While the report in no way pre-empts the outcome of formal independent investigations being carried out by the Rail Accident Investigation Branch, or those by the Office of Rail and Road, British Transport Police and Police Scotland into the tragedy on Wednesday 12 August, the initial findings suggest that, after a period of heavy rainfall, the train struck a pile of washed-out rock and gravel before derailing.

The interim report assesses the current controls and management of thousands of miles of earthworks – the sloped ground beside railway tracks – and sets out how the industry plans to reduce the risk of landslips on the network in the future.

The report highlights the need for an increased focus on deploying technology across the network to predict failures and investment in better forecasting to enable local decisions for imminent weather events. Network Rail’s extensive research and development portfolio is helping to accelerate the development and deployment of this technology.

Key findings also suggest that industry rules for reporting and responding to adverse rainfall will be improved and strengthened, helping signallers better manage services during bad weather. Other plans include discussions with meteorologists to understand how real-time information can be better used to inform train operations about unpredictable extreme weather.

Hundreds of sites across the country have been inspected over the last 3 weeks by engineers and specialist contractors and supplemented by helicopter surveys to identify any significant issues requiring emergency intervention.

It follows the launch of 2 independent task forces, which will be led by distinguished experts in their field – Lord Mair and Dame Julia Slingo – to help Network Rail better manage its vast number of cuttings and embankments, and its response to severe weather events.

Transport Secretary Grant Shapps said:

The incident at Stonehaven was a tragedy, and my heart goes out to the friends and family of driver Brett McCullough, conductor Donald Dinnie, and Christopher Stuchbury.

We owe it to those who lost their lives, were injured, and were affected by this incident to learn and act on every possible lesson to ensure this is never repeated. The independent investigation will enable us to understand exactly what went wrong and make sure it does not happen again.

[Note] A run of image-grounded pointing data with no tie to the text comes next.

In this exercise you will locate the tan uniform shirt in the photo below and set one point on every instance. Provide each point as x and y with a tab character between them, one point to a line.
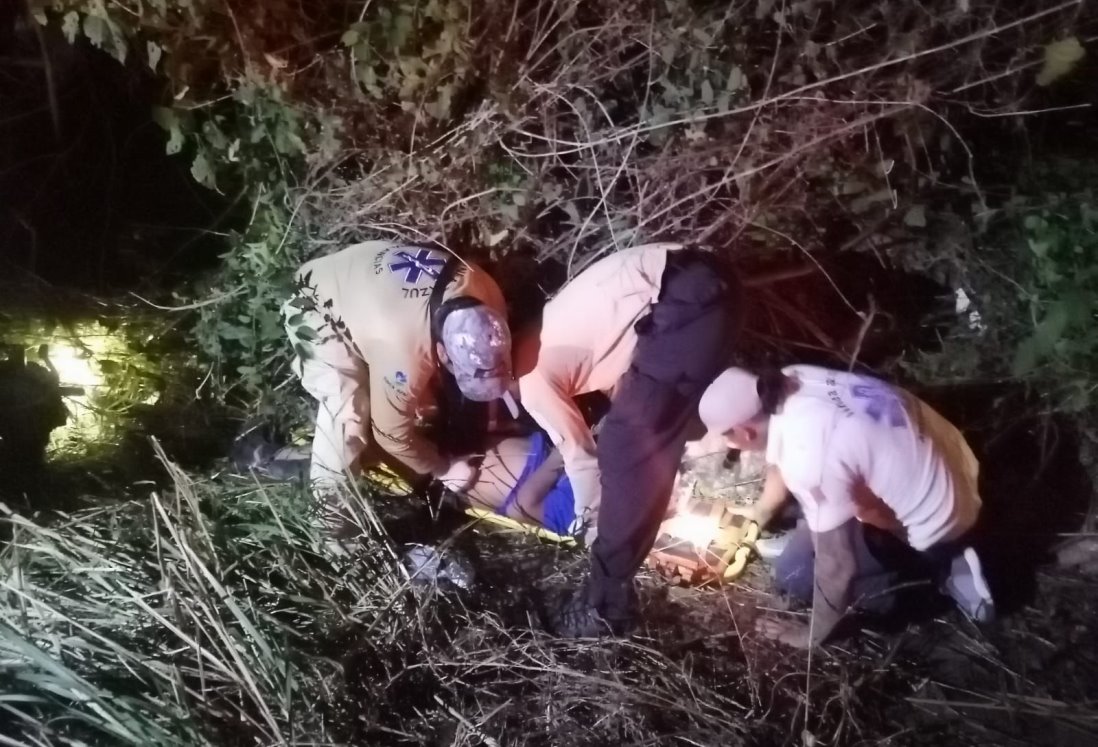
585	344
372	367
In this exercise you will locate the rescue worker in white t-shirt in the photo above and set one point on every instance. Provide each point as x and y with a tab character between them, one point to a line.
374	326
876	474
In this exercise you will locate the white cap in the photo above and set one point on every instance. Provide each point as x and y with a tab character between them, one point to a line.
731	400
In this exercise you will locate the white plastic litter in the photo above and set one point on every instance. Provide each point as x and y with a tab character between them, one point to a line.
427	564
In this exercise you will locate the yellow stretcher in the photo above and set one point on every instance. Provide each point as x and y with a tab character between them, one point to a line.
728	543
514	524
707	544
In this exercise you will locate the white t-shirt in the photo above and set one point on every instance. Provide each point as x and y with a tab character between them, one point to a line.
852	446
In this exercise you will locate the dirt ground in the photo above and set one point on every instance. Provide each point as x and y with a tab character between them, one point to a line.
480	669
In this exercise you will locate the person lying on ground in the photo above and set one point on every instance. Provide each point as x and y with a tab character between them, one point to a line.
654	323
367	325
876	472
523	478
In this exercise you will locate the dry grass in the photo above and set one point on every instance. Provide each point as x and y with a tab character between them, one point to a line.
210	613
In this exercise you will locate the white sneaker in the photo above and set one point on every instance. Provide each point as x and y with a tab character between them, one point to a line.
968	588
772	547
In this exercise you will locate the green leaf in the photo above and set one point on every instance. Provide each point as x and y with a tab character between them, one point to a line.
202	173
1026	357
96	30
350	37
1060	58
154	54
916	216
70	25
707	97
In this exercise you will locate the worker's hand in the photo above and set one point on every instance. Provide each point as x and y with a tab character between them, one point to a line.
751	513
788	632
460	477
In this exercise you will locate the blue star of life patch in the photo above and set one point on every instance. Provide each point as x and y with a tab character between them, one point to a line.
881	403
414	266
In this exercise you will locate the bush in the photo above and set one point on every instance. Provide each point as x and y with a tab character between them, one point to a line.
1033	281
561	131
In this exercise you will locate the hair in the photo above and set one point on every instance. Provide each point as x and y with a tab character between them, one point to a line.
771	388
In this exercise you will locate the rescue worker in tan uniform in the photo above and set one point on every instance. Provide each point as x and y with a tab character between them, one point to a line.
367	325
653	324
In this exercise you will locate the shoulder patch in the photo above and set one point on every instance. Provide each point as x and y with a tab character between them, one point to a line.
414	265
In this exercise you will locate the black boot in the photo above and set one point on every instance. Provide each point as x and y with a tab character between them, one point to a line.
596	611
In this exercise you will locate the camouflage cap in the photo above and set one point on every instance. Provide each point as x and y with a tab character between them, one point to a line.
478	343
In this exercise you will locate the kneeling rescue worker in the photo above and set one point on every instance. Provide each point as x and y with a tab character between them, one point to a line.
876	472
374	329
653	324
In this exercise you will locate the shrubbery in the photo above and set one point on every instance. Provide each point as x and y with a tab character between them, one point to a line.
775	132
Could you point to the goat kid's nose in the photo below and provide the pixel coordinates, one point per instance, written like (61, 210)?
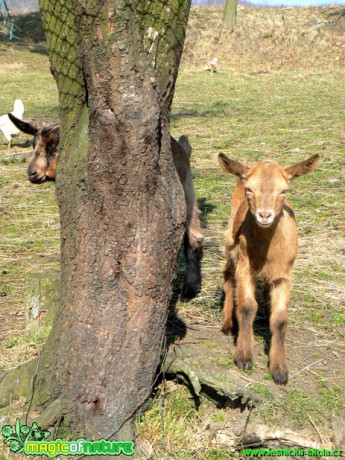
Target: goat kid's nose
(265, 214)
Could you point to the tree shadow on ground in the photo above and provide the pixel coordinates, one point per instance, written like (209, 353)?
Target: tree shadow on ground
(218, 108)
(27, 29)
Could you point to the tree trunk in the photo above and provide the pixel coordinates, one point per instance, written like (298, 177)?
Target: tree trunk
(121, 207)
(230, 13)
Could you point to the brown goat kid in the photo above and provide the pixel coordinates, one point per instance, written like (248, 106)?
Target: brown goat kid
(43, 166)
(261, 243)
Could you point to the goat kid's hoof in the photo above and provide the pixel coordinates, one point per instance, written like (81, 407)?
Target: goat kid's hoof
(243, 362)
(280, 374)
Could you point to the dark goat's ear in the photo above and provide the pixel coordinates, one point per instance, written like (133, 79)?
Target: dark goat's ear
(232, 166)
(27, 128)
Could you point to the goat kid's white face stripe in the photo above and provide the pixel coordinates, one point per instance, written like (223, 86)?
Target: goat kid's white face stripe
(265, 220)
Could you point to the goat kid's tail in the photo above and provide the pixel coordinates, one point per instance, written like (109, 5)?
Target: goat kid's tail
(184, 141)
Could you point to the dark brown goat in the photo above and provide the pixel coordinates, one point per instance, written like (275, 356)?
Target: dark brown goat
(261, 242)
(43, 166)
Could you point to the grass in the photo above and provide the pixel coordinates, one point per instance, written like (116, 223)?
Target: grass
(285, 117)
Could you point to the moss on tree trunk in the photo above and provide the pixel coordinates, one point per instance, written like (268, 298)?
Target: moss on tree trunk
(121, 208)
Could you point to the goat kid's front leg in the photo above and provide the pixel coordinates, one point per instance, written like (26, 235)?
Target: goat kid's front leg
(280, 295)
(246, 308)
(229, 284)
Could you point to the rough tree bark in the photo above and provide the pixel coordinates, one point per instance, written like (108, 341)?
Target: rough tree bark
(121, 207)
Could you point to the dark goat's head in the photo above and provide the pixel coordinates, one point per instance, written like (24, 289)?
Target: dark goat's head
(43, 164)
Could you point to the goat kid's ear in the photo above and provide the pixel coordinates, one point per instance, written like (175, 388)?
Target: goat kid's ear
(305, 167)
(232, 166)
(27, 128)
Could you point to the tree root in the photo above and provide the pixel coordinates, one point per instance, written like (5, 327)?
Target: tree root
(230, 394)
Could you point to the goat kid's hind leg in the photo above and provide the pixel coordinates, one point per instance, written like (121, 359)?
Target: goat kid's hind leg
(246, 308)
(193, 251)
(280, 295)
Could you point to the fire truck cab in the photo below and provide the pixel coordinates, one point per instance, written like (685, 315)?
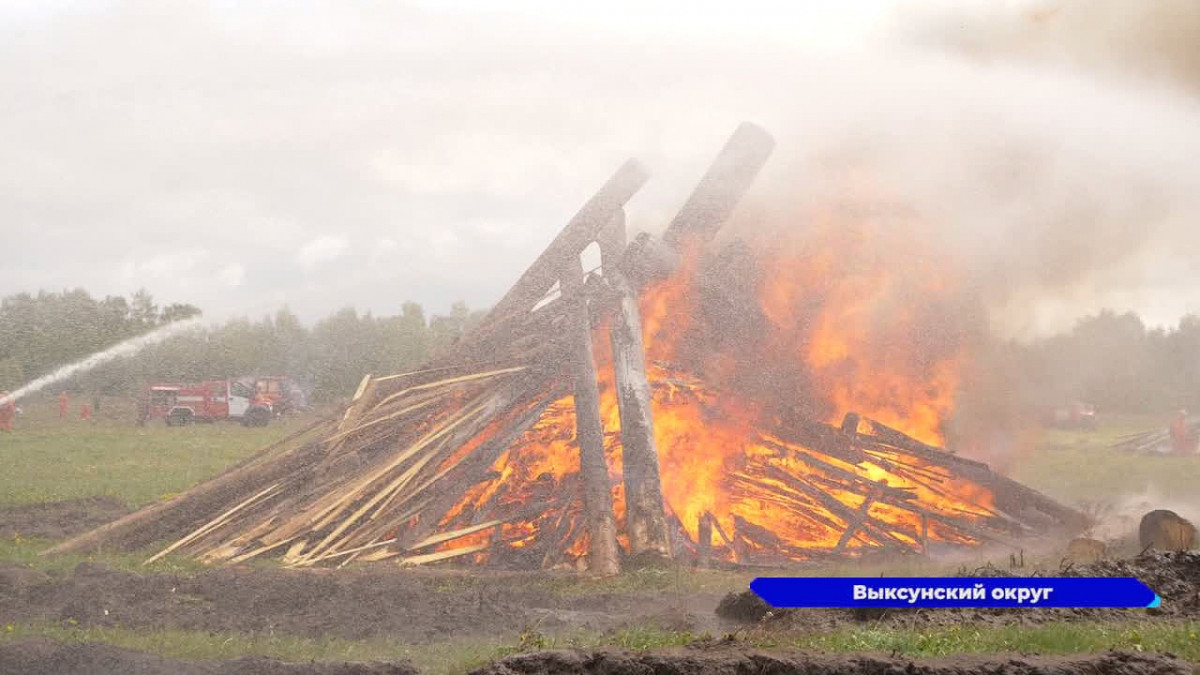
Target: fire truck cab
(251, 400)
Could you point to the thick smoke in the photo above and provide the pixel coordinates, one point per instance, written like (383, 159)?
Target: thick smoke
(1043, 156)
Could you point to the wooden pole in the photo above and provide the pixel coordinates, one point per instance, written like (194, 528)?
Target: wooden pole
(540, 278)
(603, 556)
(721, 187)
(645, 514)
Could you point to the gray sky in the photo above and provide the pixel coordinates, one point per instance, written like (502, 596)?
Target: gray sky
(246, 155)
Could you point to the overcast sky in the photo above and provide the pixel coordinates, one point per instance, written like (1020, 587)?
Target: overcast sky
(321, 154)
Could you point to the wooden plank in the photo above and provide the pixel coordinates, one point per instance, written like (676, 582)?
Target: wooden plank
(442, 555)
(721, 187)
(603, 551)
(213, 524)
(577, 234)
(645, 507)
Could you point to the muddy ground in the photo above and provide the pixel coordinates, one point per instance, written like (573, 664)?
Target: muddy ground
(45, 657)
(436, 605)
(59, 520)
(1175, 577)
(42, 657)
(411, 605)
(732, 659)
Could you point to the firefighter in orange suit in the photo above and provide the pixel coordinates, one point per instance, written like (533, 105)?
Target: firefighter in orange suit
(7, 411)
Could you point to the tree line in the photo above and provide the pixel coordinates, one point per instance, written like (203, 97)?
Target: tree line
(40, 333)
(1109, 359)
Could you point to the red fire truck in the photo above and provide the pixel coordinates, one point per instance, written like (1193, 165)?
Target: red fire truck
(252, 401)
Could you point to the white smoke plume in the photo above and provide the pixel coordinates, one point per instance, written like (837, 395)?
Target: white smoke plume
(126, 348)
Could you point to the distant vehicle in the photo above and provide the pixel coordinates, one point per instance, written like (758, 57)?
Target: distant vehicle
(253, 401)
(1073, 416)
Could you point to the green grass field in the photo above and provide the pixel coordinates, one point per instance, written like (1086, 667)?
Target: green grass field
(47, 459)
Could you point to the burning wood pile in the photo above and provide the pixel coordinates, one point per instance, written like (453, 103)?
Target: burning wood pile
(576, 426)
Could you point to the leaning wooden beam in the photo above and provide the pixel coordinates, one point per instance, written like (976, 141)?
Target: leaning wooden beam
(645, 514)
(213, 524)
(442, 555)
(448, 487)
(721, 187)
(603, 556)
(579, 233)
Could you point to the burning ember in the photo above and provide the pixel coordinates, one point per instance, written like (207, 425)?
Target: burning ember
(829, 326)
(778, 400)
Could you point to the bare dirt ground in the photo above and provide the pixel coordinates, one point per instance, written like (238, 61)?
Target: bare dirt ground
(432, 605)
(411, 605)
(46, 657)
(43, 657)
(59, 520)
(1174, 575)
(737, 661)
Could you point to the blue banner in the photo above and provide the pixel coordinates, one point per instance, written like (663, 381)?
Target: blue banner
(954, 591)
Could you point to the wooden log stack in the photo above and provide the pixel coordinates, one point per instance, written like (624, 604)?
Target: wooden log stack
(393, 477)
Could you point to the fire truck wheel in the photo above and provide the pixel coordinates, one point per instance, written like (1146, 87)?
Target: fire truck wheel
(257, 417)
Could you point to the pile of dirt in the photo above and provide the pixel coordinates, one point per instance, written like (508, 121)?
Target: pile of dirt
(738, 661)
(1175, 577)
(59, 520)
(408, 605)
(745, 607)
(45, 657)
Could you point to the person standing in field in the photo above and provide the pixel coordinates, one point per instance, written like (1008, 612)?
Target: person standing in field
(7, 411)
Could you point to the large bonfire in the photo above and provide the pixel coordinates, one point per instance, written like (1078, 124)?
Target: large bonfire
(796, 389)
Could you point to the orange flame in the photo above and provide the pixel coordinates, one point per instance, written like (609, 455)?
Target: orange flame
(853, 318)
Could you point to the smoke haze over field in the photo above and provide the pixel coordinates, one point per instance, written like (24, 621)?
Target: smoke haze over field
(335, 154)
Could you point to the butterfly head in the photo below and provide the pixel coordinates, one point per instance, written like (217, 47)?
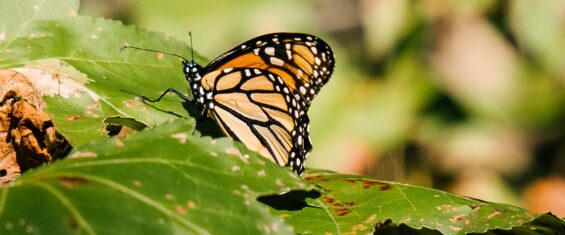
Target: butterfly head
(191, 70)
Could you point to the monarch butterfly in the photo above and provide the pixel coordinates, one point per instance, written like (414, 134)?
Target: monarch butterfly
(259, 92)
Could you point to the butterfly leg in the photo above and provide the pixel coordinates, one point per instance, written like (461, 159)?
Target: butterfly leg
(178, 93)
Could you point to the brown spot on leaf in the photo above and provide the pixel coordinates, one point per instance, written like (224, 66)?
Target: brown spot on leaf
(73, 117)
(328, 200)
(312, 178)
(350, 181)
(69, 182)
(180, 210)
(368, 183)
(79, 154)
(27, 135)
(371, 218)
(457, 218)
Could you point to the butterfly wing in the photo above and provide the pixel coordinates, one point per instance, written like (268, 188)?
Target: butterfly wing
(256, 107)
(304, 62)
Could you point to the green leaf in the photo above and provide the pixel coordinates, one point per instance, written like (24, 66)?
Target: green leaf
(158, 181)
(350, 204)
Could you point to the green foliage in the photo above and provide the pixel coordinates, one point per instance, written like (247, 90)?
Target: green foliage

We cannot delay learning the lessons. That is why I immediately commissioned this report and am making the interim findings available. I welcome the work setting out the challenges in adapting our rail infrastructure to cope with increasing extreme weather events caused by climate change. The task is now to overcome those challenges.

We will use the findings of this interim report to improve, shape and accelerate our work to build a more robust and resilient rail network so that our railway continues to be one of the safest in the world.